Sari Bashi is a special adviser to Human Rights Watch and the former research director at DAWN.
First published in InsideArabia.com on February 9, 2021.
Imagine the coronavirus pandemic began in 1970, at the height of apartheid in South Africa. Imagine the South African government purchased vaccines but distributed them primarily to whites, under the pretext that Black South Africans are citizens of the Bantustans, so-called autonomous zones to which the South African government confined Blacks, and that it was up to Bantustan leaders to vaccinate "their" populations.
What responsibilities would pharmaceutical companies have, under those circumstances, to prevent discrimination in the distribution of the vaccines they sell?
Now let's return to 2021. Pfizer, Moderna-Biontech, and AstraZeneca have been contracted to sell the Israeli government 18 million doses of their life-saving vaccines. But the Israeli government is vaccinating only Israeli citizens and residents, including nearly seven million Jewish and two million Palestinian citizens of Israel, but excluding the nearly five million Palestinian residents of the West Bank and Gaza who also live under Israeli government control.
The drug companies should not support such discrimination. Like all businesses, pharmaceutical companies bear responsibility for preventing human rights violations in their business activities. They should engage the Israeli government to try to end the discrimination.
Israel captured the West Bank and Gaza Strip in 1967 and immediately began to settle them with Israeli civilians, in violation of international law. But although the Israeli government claims the land belongs to Israel, it disavows responsibility for the non-Jews who live there, perpetuating a regime of Jewish hegemony that a growing chorus of voices calls apartheid. The Israeli government says responsibility for Palestinian health lies with the Palestinian Authority – a semi-autonomous body that, similar to South Africa's Bantustan governments, exercises limited, local government functions, using tax revenues controlled by Israel.
The cash-strapped Palestinian Authority cannot even bring vaccines into the West Bank and Gaza without permission from Israel, which controls the borders, and it received its first shipment of 10,000 doses of a Russian vaccine, intended for health care workers, only last week. In contrast, the Israeli government has already partially or fully vaccinated more than a third of its citizens and residents and more than half of the adults among them, including 600,000 Jewish settlers living in the West Bank.
The result is that a 19-year-old Israeli living in the West Bank's Beit El settlement can get a vaccine, but her 85-year-old Palestinian neighbor, living across the street, cannot. United Nations human rights experts and civil society organizations have called on Israel to allocate vaccines according to health needs, not ethnic or religious identity, but the Israeli government has refused.

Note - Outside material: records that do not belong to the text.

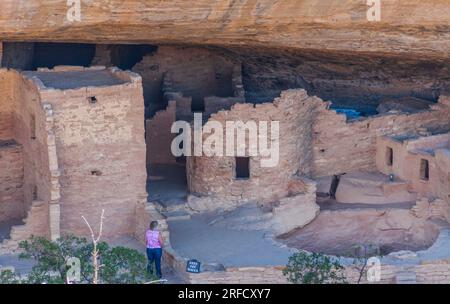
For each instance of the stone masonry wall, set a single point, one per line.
(341, 146)
(101, 153)
(407, 157)
(6, 106)
(11, 181)
(216, 175)
(39, 185)
(196, 72)
(159, 137)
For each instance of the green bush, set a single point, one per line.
(313, 268)
(8, 277)
(119, 265)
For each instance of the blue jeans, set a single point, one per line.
(154, 256)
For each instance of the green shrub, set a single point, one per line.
(313, 268)
(120, 265)
(8, 277)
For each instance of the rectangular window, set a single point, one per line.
(424, 169)
(389, 156)
(242, 167)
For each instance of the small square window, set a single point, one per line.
(424, 169)
(389, 156)
(242, 167)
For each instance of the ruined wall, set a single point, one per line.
(35, 170)
(214, 104)
(101, 152)
(216, 175)
(11, 181)
(341, 146)
(159, 137)
(31, 132)
(6, 106)
(196, 72)
(407, 157)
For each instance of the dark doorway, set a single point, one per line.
(242, 167)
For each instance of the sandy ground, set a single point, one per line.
(194, 238)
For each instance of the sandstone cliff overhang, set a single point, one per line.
(406, 26)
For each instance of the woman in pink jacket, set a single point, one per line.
(154, 243)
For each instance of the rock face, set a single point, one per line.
(406, 26)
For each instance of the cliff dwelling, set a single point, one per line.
(363, 158)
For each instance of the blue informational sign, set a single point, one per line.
(193, 266)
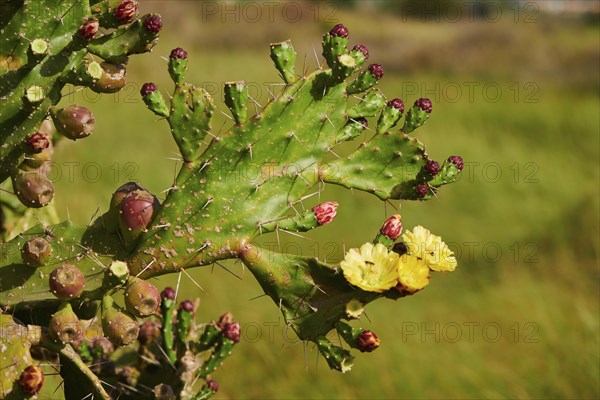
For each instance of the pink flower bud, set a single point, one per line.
(326, 212)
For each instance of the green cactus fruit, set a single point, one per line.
(31, 380)
(142, 298)
(74, 122)
(136, 212)
(417, 115)
(64, 326)
(67, 282)
(36, 251)
(112, 79)
(118, 327)
(33, 189)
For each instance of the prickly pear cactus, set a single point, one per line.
(60, 276)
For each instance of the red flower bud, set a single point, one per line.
(325, 212)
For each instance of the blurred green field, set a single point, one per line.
(519, 317)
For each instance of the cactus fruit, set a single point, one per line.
(32, 380)
(142, 298)
(74, 122)
(67, 282)
(210, 214)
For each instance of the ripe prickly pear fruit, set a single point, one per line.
(137, 210)
(118, 327)
(112, 79)
(33, 189)
(417, 115)
(31, 380)
(36, 252)
(142, 298)
(127, 11)
(67, 282)
(367, 341)
(74, 122)
(89, 28)
(64, 326)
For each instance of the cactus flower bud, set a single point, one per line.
(142, 298)
(424, 104)
(367, 341)
(326, 212)
(153, 24)
(36, 252)
(89, 29)
(33, 189)
(212, 385)
(363, 49)
(339, 30)
(112, 78)
(232, 331)
(458, 161)
(392, 227)
(38, 142)
(432, 167)
(178, 53)
(117, 326)
(376, 70)
(64, 326)
(31, 379)
(126, 11)
(67, 282)
(422, 189)
(74, 122)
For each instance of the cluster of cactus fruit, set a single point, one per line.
(60, 283)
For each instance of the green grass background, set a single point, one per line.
(519, 317)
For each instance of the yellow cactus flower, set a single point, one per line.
(430, 248)
(413, 273)
(372, 268)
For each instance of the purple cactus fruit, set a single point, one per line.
(153, 24)
(363, 49)
(89, 29)
(64, 326)
(112, 79)
(168, 293)
(458, 161)
(149, 331)
(424, 104)
(232, 331)
(148, 88)
(38, 142)
(126, 11)
(36, 252)
(137, 210)
(67, 282)
(325, 212)
(432, 167)
(178, 53)
(376, 70)
(392, 227)
(31, 380)
(142, 298)
(398, 104)
(33, 189)
(422, 189)
(212, 385)
(74, 122)
(339, 30)
(367, 341)
(186, 305)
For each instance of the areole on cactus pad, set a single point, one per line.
(210, 214)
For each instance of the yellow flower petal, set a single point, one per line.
(430, 248)
(371, 268)
(413, 273)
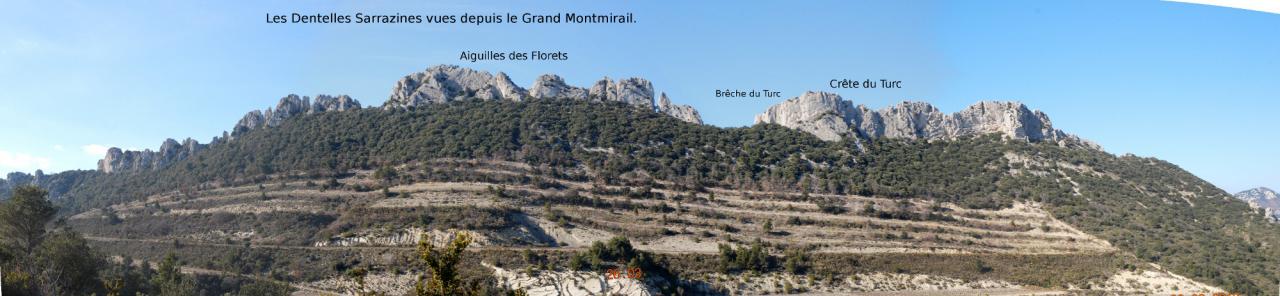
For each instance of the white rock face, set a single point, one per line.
(634, 91)
(832, 118)
(818, 113)
(325, 103)
(551, 86)
(680, 112)
(444, 83)
(170, 151)
(1262, 197)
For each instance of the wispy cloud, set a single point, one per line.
(1266, 7)
(22, 162)
(95, 150)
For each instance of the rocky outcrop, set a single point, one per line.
(634, 91)
(1262, 197)
(549, 86)
(325, 103)
(832, 118)
(289, 106)
(443, 83)
(170, 151)
(680, 112)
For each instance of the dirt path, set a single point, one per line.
(958, 292)
(301, 288)
(355, 247)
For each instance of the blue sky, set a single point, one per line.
(1188, 83)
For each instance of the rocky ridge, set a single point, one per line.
(832, 118)
(1262, 197)
(444, 83)
(170, 151)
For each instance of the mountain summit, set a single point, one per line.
(832, 118)
(439, 83)
(443, 83)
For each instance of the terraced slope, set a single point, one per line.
(556, 174)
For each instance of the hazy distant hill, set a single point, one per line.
(1000, 205)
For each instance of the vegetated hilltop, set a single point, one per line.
(617, 158)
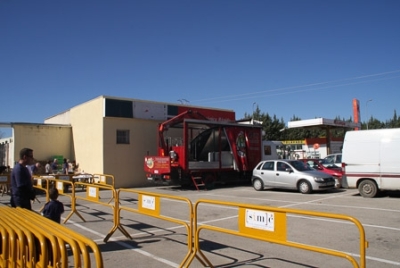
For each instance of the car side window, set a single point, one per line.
(281, 166)
(268, 166)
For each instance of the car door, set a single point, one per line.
(267, 173)
(284, 175)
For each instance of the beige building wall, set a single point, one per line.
(93, 138)
(125, 161)
(87, 135)
(46, 141)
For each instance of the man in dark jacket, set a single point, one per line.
(22, 191)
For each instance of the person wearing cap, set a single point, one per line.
(22, 191)
(54, 165)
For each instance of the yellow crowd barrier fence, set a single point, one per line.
(31, 240)
(269, 224)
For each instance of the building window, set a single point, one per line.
(122, 136)
(119, 108)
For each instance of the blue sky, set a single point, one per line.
(304, 58)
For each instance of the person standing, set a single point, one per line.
(47, 168)
(54, 165)
(54, 208)
(22, 191)
(65, 166)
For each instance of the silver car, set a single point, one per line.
(290, 174)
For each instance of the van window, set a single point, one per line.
(267, 150)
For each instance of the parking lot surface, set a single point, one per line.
(162, 243)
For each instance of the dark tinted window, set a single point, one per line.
(119, 108)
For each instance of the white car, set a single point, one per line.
(290, 174)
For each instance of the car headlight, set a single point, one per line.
(317, 179)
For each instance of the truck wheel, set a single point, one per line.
(305, 187)
(258, 185)
(368, 188)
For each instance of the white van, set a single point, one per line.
(371, 160)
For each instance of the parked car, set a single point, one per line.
(290, 174)
(332, 160)
(333, 170)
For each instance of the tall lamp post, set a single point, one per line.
(254, 103)
(366, 110)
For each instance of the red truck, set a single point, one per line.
(193, 149)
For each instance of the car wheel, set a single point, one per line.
(368, 188)
(305, 187)
(258, 185)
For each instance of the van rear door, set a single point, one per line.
(390, 171)
(361, 159)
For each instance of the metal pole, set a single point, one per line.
(253, 110)
(366, 110)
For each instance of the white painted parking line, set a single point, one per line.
(127, 246)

As the occupying power in the West Bank and Gaza, Israel is responsible, under international humanitarian law, for providing health services to Palestinians, especially "preventive measures necessary to combat the spread of contagious diseases and epidemics." After more than a half century of exercising sovereignty over all of Israel/Palestine, between the Jordan River and the Mediterranean Sea, the Israeli authorities must also respect the human rights of those whose lives they control, including their right to health. Allocating life-saving vaccines based on ethnic or religious identity is a particularly grave violation of the right to nondiscrimination.
While it is up to Israel to respect Palestinian rights, the drug companies are responsible for addressing rights abuses in distribution of their vaccines. Pharmaceutical companies wield tremendous power, especially during a global pandemic, and the widely accepted United Nations Guiding Principles on Business and Human Rights recognize their responsibility to use that power to mitigate or end rights abuses and violations of international humanitarian law. The principles require companies to "address adverse human rights impacts with which they are involved . . . even if they have not contributed to those impacts."
Pfizer, Moderna, and AstraZeneca should request assurances that Israel will abide by human rights law in its distribution of their vaccines and, if necessary, help Israel develop a plan to obtain additional vaccines, to cover all those living under its control, Israelis and Palestinians. The companies should insist that medical, not ethnic or religious criteria, determine who gets a vaccine first. Doing so is consistent with the human rights commitments that Pfizer and AstraZeneca have already promised to uphold, and that Moderna should also accept. The Palestinian human rights group Al-Haq has written to Pfizer to request such assurances, and Pfizer should promptly respond.
This kind of engagement can be effective – following loud protests by international organizations, the Israeli military agreed last week to provide 5,000 vaccine doses to Palestinian health workers, a concession that should be expanded.
Injustice in vaccine distribution is not limited to Israel/Palestine. The World Health Organization has decried the practice of rich countries monopolizing supply. The drug companies who developed these life-saving vaccines should take more responsibility for equity and racial justice in their distribution. That might not have been the expectation in 1970, but as of 2021, businesses are responsible for respecting human rights.